Her books include: Imagining the Balkans, in which she introduced the theory of Balkanism, translated into 15 languages; Bones of Contention: The Living Archive of Vasil Levski and the Making of Bulgaria's National Hero, which studies the significance of commemoration, heroes, and symbols for nationalism in Eastern Europe; The Lost World of Socialists at Europe's Margins: Imagining Utopia, which examines the promise for an alternative socialist utopia during its 'golden age' 1870s to 1920s; Balkan Family Structure and the European Pattern: Demographic Developments in Ottoman Bulgaria, which questions generalizations in historical demography; Scaling the Balkans: Essays on Eastern European Entanglements, which recenters the periphery. Todorova also led large scale international research projects dedicated to the historical, political, anthropological, and sociological study of Europe in relation to its communist past, resulting in several edited volumes.

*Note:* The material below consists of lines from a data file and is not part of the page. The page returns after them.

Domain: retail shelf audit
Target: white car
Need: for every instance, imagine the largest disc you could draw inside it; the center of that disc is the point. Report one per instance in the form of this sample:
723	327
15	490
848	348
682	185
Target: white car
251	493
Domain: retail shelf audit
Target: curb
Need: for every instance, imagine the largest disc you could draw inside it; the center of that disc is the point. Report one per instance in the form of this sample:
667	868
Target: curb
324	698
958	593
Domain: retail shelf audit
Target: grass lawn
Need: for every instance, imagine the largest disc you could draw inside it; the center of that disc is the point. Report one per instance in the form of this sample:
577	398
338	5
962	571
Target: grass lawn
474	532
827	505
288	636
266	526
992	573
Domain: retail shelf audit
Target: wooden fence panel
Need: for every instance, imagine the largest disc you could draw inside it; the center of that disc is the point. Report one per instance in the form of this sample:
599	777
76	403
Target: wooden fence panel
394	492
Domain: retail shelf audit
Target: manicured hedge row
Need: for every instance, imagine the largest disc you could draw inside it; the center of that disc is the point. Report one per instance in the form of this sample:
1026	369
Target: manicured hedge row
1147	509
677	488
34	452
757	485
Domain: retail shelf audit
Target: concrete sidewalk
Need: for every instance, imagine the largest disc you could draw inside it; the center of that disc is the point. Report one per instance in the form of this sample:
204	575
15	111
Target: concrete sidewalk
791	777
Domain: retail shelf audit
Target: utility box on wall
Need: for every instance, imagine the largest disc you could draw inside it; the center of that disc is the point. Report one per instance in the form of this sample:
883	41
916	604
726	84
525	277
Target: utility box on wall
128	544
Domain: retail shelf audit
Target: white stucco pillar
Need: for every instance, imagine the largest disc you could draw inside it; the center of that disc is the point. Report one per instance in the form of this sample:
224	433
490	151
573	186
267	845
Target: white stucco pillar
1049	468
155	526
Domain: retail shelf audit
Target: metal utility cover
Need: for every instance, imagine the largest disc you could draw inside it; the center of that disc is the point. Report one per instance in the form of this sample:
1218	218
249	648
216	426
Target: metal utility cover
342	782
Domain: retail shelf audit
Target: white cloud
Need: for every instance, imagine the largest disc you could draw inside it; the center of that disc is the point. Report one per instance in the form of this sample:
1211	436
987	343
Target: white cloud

Todorova earned her Ph.D. in History from University of Sofia. She has held awards from the Guggenheim Foundation, The Wissenschaftskolleg zu Berlin, the National Humanities Center, the Woodrow Wilson Center, The Institute for Human Sciences, Vienna, and is the recipient of honorary degrees from the European University Institute in Italy, University of Sofia and Panteion University in Greece.